Attraverso Ganimede: Teognide, Teocrito, Callimaco


 

Attraverso Ganimede è la prima serie di traduzioni ospitata nella rubrica L’arte del quasi di Laboratori Poesia. È anche il titolo di un personale Quaderno di Traduzioni, in fase di costituzione complementarmente alla ricerca che sto conducendo per il dottorato sullo sviluppo greco-latino e la ricezione italiana di questa figura del mito.

Ganimede, come scrive Omero, è il ragazzo più bello nato tra tutti i mortali (Il. 20.235): un giovane principe della famiglia reale troiana (figlio di Troo, secondo la genealogia omerica) portato in Olimpo per essere il coppiere di Zeus eternamente giovane. Ganimede è per eccellenza una figura della sospensione, teso tra terra e cielo, umano e divino; nel corso dei secoli, tra le diverse variazioni e trasfigurazioni assunte, sarà il prototipo del fanciullo amato, un simbolo di morte prematura, e subirà un catasterismo nella costellazione dell’Acquario.

Per la I puntata propongo tre traduzioni dal greco che fanno di Ganimede il prototipo dell’amato (ἐρώμενος): Teognide, Teocrito, Callimaco.

Francesco Ottonello

 
 
 
 
Teognide, Elegie (1345-1350), VI/V a.
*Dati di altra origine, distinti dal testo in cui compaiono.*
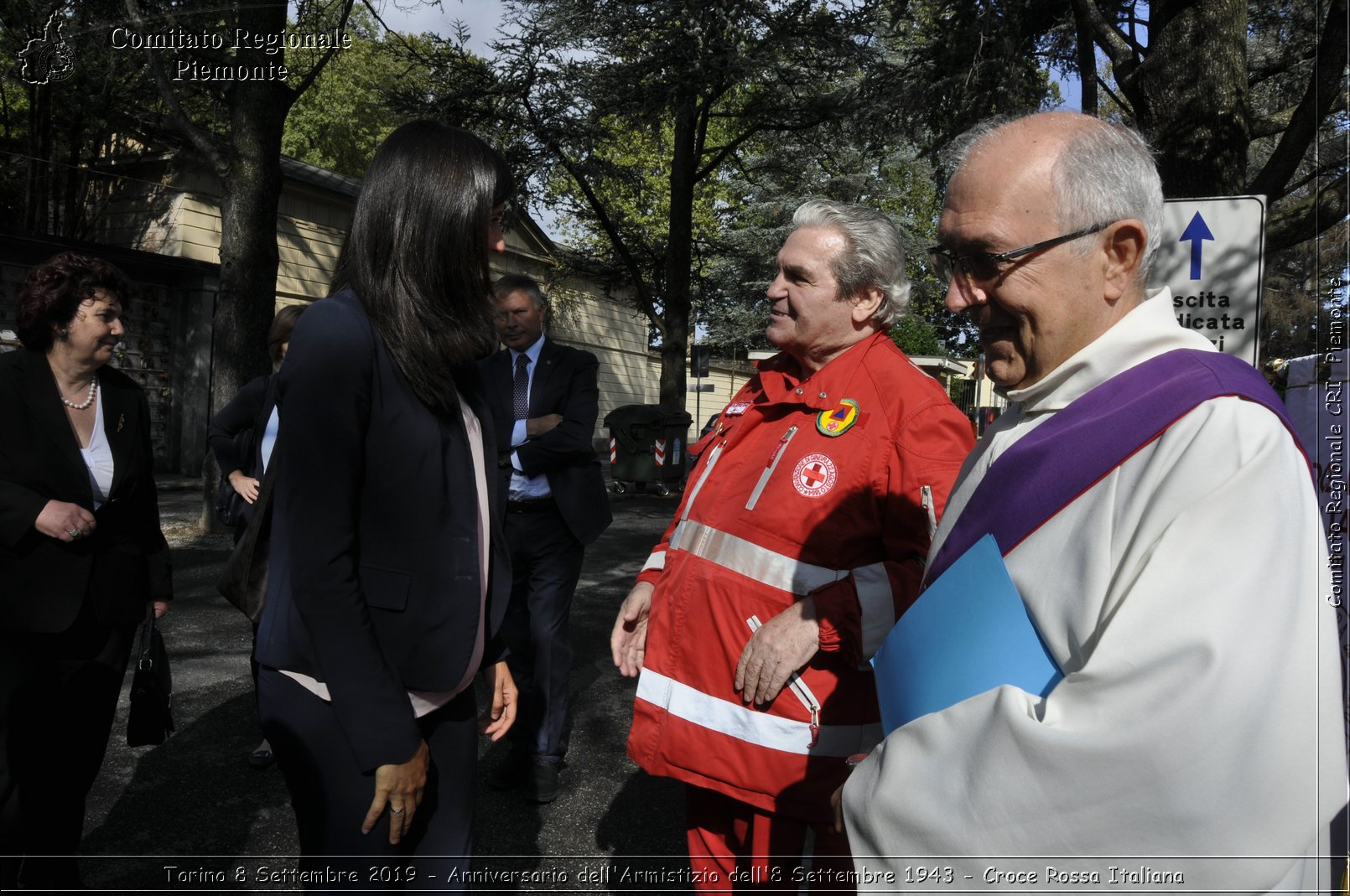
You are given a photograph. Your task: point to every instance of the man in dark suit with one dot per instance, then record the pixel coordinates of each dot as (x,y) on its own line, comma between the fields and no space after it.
(544,402)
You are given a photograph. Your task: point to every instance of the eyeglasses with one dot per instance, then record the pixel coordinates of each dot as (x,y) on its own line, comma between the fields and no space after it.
(984,267)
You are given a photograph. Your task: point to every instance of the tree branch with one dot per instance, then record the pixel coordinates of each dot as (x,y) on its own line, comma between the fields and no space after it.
(1305,220)
(1122,53)
(200,139)
(1325,86)
(307,81)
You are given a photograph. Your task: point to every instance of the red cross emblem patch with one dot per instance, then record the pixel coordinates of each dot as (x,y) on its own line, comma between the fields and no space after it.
(814,475)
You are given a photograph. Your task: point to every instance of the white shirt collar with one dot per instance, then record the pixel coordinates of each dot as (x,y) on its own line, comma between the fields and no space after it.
(1146,331)
(532,352)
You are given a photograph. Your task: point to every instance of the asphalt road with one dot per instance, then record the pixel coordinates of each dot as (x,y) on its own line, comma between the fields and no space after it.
(190,816)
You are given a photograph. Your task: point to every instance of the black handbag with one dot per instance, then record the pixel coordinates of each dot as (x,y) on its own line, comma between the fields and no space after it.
(150,719)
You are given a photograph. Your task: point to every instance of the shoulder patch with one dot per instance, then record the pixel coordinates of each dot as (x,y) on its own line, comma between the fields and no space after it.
(838,422)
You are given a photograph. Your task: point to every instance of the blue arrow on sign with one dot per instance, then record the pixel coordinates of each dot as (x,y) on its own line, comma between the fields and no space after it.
(1197,231)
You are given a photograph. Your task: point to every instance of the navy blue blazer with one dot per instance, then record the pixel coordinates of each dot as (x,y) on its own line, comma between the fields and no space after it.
(374,575)
(564,384)
(44,581)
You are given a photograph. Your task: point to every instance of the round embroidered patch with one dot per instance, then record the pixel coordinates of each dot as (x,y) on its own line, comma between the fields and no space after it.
(814,475)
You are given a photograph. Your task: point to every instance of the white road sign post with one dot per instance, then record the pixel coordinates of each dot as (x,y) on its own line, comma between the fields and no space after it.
(1211,256)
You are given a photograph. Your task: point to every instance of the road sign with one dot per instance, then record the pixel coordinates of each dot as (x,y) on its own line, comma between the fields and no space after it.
(1211,256)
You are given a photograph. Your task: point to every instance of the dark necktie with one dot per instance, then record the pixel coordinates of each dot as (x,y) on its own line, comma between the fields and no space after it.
(520,391)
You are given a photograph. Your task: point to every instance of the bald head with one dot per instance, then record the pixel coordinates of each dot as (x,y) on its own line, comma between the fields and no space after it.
(1046,230)
(1093,172)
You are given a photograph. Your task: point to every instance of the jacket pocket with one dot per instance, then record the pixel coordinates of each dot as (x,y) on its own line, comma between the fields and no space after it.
(385,588)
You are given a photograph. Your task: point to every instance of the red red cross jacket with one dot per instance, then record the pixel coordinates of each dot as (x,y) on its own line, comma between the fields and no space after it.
(828,486)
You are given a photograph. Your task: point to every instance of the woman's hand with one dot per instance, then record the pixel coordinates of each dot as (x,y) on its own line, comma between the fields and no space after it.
(400,787)
(628,640)
(505,699)
(245,486)
(65,521)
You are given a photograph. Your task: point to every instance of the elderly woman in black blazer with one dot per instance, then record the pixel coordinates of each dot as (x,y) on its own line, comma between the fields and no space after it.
(389,577)
(81,557)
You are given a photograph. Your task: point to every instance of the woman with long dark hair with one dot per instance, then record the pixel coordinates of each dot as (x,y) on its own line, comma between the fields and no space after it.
(389,579)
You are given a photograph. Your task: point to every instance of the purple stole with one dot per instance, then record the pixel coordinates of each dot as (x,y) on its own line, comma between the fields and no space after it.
(1062,458)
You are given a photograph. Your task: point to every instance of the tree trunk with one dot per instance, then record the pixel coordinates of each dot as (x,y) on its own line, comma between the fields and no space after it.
(1199,126)
(249,204)
(679,256)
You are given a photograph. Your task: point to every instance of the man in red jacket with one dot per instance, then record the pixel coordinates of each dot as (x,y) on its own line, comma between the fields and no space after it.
(798,543)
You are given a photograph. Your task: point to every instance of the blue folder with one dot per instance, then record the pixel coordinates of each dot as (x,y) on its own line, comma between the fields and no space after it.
(965,634)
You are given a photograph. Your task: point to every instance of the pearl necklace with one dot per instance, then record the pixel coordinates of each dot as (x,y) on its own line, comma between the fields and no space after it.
(93,387)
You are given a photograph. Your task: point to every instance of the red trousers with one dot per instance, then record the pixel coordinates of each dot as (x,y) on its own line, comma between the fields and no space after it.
(737,847)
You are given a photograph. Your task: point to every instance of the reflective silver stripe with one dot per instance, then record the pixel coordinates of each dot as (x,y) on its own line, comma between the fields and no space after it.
(876,605)
(754,726)
(750,560)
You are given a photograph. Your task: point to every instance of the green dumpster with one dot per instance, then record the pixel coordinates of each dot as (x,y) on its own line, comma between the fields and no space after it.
(646,446)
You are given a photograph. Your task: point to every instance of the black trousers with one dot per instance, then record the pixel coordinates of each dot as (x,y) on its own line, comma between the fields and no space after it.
(59,695)
(546,563)
(331,795)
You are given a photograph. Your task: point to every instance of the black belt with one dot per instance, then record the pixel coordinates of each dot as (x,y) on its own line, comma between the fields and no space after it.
(531,505)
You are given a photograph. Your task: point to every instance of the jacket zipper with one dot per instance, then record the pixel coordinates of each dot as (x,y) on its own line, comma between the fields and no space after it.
(931,506)
(712,462)
(799,688)
(770,467)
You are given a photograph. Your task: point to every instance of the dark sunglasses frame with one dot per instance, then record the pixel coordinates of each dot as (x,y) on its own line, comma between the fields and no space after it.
(986,267)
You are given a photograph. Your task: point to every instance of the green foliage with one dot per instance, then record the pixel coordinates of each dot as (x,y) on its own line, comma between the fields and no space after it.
(630,117)
(354,103)
(916,336)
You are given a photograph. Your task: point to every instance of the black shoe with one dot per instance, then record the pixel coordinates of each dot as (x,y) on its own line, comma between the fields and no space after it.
(542,785)
(511,772)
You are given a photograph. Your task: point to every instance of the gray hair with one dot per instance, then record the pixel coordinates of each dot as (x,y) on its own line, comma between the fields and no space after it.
(509,283)
(874,254)
(1103,173)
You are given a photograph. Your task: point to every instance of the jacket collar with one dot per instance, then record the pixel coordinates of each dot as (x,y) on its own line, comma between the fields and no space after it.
(781,382)
(119,417)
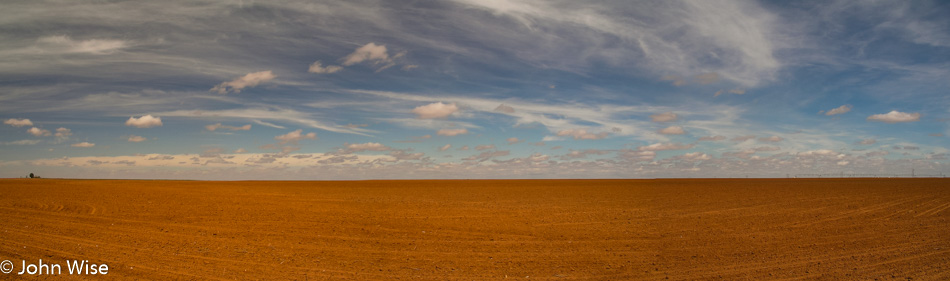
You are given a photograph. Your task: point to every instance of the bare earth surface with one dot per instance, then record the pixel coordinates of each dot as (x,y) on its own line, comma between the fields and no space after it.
(745,229)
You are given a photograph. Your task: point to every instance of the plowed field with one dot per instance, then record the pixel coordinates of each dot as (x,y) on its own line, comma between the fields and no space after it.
(745,229)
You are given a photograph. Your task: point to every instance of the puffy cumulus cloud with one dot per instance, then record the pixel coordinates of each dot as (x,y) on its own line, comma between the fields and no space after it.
(248,80)
(295,137)
(402,155)
(146,121)
(65,45)
(672,130)
(370,146)
(581,134)
(895,117)
(216,126)
(39,132)
(576,154)
(435,110)
(371,52)
(452,132)
(637,155)
(712,138)
(505,109)
(665,146)
(317,67)
(839,110)
(18,122)
(83,144)
(484,156)
(668,116)
(485,147)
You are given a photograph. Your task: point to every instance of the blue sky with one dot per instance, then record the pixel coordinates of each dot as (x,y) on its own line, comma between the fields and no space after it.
(472,89)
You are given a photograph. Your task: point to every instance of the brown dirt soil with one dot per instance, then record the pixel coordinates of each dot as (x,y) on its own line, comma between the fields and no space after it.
(729,229)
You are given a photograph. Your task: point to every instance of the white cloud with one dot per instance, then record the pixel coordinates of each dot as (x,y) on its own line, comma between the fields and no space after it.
(83,144)
(664,117)
(402,155)
(249,80)
(895,117)
(18,122)
(369,52)
(693,156)
(505,109)
(581,134)
(270,113)
(484,156)
(839,110)
(736,40)
(452,132)
(743,138)
(38,132)
(712,138)
(317,67)
(63,44)
(665,146)
(370,146)
(435,110)
(733,91)
(484,147)
(576,154)
(819,152)
(295,136)
(672,130)
(146,121)
(216,126)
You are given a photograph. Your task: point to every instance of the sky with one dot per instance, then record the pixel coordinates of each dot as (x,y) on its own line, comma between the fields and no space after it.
(470,89)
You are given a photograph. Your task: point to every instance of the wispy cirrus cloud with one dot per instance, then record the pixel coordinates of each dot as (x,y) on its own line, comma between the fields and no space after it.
(249,80)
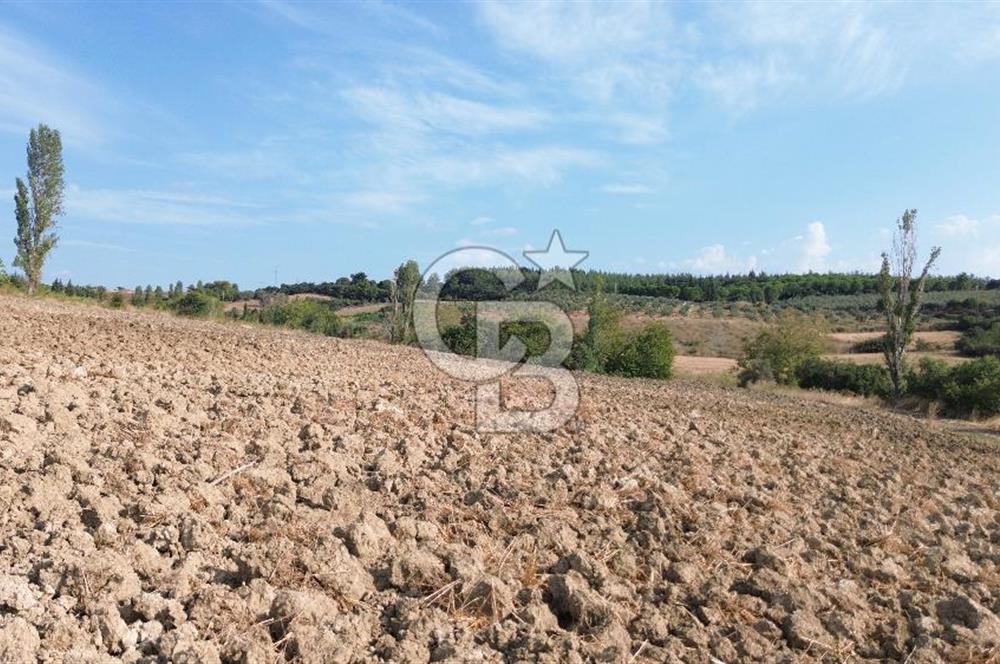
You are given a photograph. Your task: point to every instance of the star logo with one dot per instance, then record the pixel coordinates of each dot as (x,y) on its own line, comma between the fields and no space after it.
(555,261)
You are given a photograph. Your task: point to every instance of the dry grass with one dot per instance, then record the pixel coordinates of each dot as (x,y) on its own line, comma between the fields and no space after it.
(690,365)
(950,358)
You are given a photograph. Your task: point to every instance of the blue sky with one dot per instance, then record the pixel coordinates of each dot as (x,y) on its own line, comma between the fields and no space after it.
(216,140)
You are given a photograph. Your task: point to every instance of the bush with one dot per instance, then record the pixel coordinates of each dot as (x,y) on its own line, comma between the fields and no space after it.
(971,388)
(648,354)
(534,335)
(863,379)
(197,305)
(777,352)
(873,345)
(603,339)
(980,341)
(309,315)
(462,338)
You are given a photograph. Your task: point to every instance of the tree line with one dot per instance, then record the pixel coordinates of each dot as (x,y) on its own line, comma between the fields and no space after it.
(756,287)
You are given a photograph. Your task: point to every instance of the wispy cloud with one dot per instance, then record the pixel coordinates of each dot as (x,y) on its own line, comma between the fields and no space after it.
(37,87)
(814,248)
(958,226)
(716,259)
(439,112)
(622,188)
(87,244)
(503,231)
(542,165)
(131,206)
(383,201)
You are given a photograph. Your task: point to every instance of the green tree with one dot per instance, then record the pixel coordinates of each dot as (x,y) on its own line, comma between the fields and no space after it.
(404,292)
(38,203)
(778,351)
(603,339)
(900,298)
(648,354)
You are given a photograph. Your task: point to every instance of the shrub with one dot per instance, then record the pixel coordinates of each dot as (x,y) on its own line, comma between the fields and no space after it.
(461,338)
(603,339)
(980,341)
(309,315)
(929,382)
(777,352)
(648,354)
(534,335)
(197,305)
(873,345)
(971,388)
(863,379)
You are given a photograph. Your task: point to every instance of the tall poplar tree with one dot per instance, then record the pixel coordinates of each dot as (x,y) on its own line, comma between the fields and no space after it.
(38,203)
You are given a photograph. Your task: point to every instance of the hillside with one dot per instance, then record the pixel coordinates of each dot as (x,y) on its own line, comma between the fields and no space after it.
(210,492)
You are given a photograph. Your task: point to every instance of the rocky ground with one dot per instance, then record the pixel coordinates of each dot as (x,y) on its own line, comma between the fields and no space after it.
(199,492)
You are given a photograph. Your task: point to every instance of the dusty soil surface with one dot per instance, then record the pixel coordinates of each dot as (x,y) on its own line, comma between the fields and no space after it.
(198,492)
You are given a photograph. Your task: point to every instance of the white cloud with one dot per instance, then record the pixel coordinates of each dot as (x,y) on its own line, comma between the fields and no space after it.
(984,261)
(543,165)
(739,85)
(815,248)
(87,244)
(382,201)
(958,226)
(715,259)
(36,87)
(503,231)
(439,112)
(623,188)
(156,207)
(565,31)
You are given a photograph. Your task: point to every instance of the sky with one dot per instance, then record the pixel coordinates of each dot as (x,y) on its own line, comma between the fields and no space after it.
(245,141)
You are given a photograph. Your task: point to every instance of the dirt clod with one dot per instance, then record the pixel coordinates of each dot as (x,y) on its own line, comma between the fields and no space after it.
(186,491)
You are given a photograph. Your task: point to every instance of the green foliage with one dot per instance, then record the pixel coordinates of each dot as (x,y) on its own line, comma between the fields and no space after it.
(648,354)
(533,334)
(403,293)
(461,338)
(980,340)
(311,315)
(900,298)
(968,389)
(778,351)
(603,339)
(196,305)
(38,204)
(863,379)
(873,345)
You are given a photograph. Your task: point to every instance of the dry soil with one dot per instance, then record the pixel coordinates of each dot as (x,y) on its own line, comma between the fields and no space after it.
(199,492)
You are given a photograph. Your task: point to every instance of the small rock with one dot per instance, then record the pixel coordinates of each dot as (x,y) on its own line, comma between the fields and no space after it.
(802,630)
(368,537)
(15,593)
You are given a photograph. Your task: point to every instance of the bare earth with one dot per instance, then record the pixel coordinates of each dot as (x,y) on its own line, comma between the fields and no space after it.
(198,492)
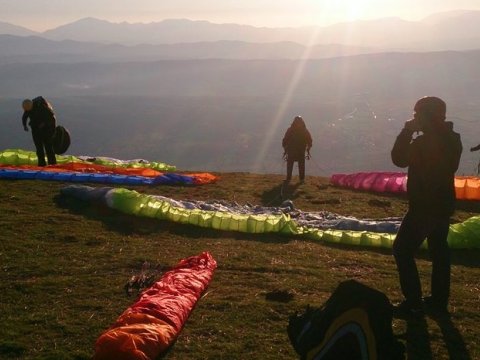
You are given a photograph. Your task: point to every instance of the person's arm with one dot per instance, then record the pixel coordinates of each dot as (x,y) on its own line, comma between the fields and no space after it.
(475,148)
(24,120)
(401,148)
(309,141)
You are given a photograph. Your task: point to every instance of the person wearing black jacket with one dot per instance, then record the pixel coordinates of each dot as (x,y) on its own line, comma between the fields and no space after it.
(432,159)
(296,141)
(42,122)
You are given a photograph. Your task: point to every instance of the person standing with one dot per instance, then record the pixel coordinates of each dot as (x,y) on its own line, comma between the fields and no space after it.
(43,123)
(432,159)
(296,141)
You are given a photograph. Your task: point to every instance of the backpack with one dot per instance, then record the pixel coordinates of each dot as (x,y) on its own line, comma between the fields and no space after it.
(42,103)
(354,323)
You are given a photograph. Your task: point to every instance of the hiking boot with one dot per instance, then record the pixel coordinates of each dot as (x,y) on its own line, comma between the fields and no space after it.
(435,307)
(408,310)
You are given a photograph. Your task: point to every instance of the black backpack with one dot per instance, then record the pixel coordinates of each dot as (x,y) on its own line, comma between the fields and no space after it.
(354,323)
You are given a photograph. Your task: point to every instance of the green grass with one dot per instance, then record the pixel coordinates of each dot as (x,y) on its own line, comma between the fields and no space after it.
(64,265)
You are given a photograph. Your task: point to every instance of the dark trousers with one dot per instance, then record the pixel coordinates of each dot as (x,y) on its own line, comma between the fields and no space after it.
(413,231)
(43,140)
(301,168)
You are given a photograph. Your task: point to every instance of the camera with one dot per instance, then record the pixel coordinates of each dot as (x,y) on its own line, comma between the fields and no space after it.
(413,125)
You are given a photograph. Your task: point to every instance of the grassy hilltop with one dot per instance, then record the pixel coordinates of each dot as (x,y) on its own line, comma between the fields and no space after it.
(64,265)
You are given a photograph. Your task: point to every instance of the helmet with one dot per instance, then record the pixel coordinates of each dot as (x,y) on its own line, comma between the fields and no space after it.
(431,106)
(27,105)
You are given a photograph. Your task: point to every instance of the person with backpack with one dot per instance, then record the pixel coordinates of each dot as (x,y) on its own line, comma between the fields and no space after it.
(296,141)
(43,123)
(432,158)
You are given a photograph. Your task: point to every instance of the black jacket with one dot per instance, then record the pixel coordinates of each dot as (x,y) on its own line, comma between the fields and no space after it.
(432,159)
(41,116)
(296,141)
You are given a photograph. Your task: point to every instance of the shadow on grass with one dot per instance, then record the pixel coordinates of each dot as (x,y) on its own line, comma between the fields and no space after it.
(279,193)
(126,224)
(418,339)
(453,339)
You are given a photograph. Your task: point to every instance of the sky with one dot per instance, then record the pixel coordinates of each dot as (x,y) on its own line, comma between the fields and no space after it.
(40,15)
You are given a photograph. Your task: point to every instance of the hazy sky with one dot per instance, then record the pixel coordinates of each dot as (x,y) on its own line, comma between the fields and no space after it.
(46,14)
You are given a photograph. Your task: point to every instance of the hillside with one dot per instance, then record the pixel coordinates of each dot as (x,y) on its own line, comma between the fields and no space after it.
(65,263)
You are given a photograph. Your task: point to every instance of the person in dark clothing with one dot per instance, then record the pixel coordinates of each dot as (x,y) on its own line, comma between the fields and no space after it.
(296,141)
(42,122)
(432,159)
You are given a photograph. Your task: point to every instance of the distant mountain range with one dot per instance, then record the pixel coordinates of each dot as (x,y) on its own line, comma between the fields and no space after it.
(34,49)
(230,115)
(456,30)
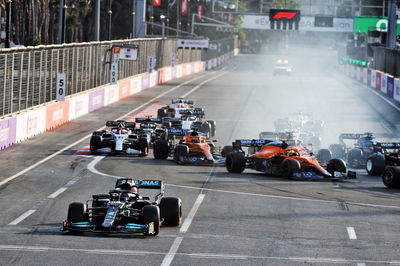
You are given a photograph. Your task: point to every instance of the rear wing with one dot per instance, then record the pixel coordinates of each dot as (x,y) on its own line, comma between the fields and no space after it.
(250,143)
(120,124)
(148,120)
(389,145)
(195,112)
(174,101)
(178,131)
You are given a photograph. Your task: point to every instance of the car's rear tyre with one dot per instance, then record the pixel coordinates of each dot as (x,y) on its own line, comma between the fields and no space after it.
(324,155)
(288,167)
(171,211)
(95,143)
(76,212)
(338,151)
(181,150)
(143,146)
(336,165)
(235,162)
(151,213)
(354,158)
(226,150)
(213,127)
(391,177)
(162,112)
(375,164)
(161,149)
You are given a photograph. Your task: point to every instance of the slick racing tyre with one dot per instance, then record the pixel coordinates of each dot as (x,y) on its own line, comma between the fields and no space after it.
(336,165)
(181,150)
(143,146)
(95,143)
(206,129)
(391,177)
(151,213)
(162,112)
(354,158)
(235,162)
(161,149)
(288,167)
(226,150)
(338,151)
(171,211)
(375,164)
(324,155)
(213,127)
(76,212)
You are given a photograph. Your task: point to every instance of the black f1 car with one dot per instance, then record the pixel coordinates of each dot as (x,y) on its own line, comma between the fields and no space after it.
(122,138)
(123,210)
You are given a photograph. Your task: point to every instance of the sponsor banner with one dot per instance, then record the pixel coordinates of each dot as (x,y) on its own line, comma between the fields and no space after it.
(8,129)
(390,87)
(153,79)
(78,106)
(96,99)
(173,72)
(384,78)
(396,93)
(31,123)
(124,88)
(358,73)
(111,94)
(307,23)
(373,78)
(369,76)
(378,80)
(136,84)
(56,114)
(365,75)
(145,81)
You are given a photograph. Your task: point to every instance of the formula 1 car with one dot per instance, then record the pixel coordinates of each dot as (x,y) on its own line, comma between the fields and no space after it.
(192,147)
(188,121)
(278,158)
(365,149)
(123,210)
(282,67)
(120,139)
(151,129)
(177,108)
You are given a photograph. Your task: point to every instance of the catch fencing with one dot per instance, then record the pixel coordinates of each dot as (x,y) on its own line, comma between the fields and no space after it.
(28,75)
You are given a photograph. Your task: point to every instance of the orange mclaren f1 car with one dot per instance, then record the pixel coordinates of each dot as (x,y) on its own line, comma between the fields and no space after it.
(191,147)
(278,158)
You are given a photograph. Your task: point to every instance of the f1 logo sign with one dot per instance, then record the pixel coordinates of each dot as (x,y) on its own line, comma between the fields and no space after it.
(287,15)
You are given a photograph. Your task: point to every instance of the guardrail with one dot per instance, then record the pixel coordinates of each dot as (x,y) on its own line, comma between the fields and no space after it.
(380,81)
(20,126)
(28,75)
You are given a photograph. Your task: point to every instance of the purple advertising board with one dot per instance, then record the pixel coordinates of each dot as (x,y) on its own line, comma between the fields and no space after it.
(7,132)
(145,81)
(390,87)
(96,100)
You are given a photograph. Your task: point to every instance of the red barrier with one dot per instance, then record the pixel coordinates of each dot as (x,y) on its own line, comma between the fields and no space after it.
(56,115)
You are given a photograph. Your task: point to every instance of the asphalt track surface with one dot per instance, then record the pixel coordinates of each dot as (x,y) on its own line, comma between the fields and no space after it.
(229,219)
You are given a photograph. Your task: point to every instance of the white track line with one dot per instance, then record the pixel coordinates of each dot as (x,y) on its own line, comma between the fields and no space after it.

C.
 
Canto simposiale
 
Soave amare i fanciulli, se una volta di Ganimede
si innamorò anche il Cronide, re degli immortali,
che rapendolo lo elevò in Olimpo e lo rese divino
cogliendo il bramato fiore di fanciullezza.
Dunque non ti stupire, Simonide, se anche io
per un bel fanciullo sembro dal desiderio domato.
 
 
 
 
Παιδοφιλεῖν δέ τι τερπνόν, ἐπεί ποτε καὶ Γανυμήδους
ἤρατο καὶ Κρονίδης, ἀθανάτων βασιλεύς,
ἁρπάξας δ’ ἐς Ὄλυμπον ἀνήγαγε καί μιν ἔθηκεν
δαίμονα, παιδείης ἄνθος ἔχοντ’ ἐρατόν.
οὕτω μὴ θαύμαζε, Σιμωνίδη, οὕνεκα κἀγώ
ἐξεφάνην καλοῦ παιδὸς ἔρωτι δαμείς.
 
 
 
 
 
 
Teocrito, Idilli (12.34-37), IV a. C.
 
La gara dei baci alle feste Dioclee
 
Felice chi dà giudizio ai fanciulli per quei baci.
Certo prega spesso il radioso Ganimede
di avere la bocca pari alla pietra lidia, con cui l’oro
stimano non falso ma vero i cambiavalute.
 
 
 
 
ὄλβιος ὅστις παισὶ φιλήματα κεῖνα διαιτᾷ.
ἦ που τὸν χαροπὸν Γανυμήδεα πόλλ᾽ ἐπιβωτᾷ
Λυδίῃ ἶσον ἔχειν πέτρῃ στόμα, χρυσὸν ὁποίῃ
πεύθονται, μὴ φαῦλος, ἐτήτυμω ἀργυραμοιβοί.
 
 
 
 
 
 
Callimaco, Epigrammi (AP 12.230), IV a. C.
 
Niente di più
 
Quella bellezza, il moretto Teocrito, se mi odia,
quattro volte tu possa odiare, e se mi ama, amare;
eh sì, per Ganimede bei capelli, o Zeus celeste,
anche tu un tempo amasti – altro più non dico.
 
 
 
 
Τὸν τὸ καλὸν μελανεῦντα Θεόκριτον, εἰ μὲν ἔμ’ ἔχθει,
τετράκι μισοίης, εἰ δὲ φιλεῖ, φιλέοις,
ναίχι πρὸς εὐχαίτεω Γανυμήδεος, οὐράνιε Ζεῦ,
καὶ σύ ποτ’ ἠράσθης – οὐκέτι μακρὰ λέγω.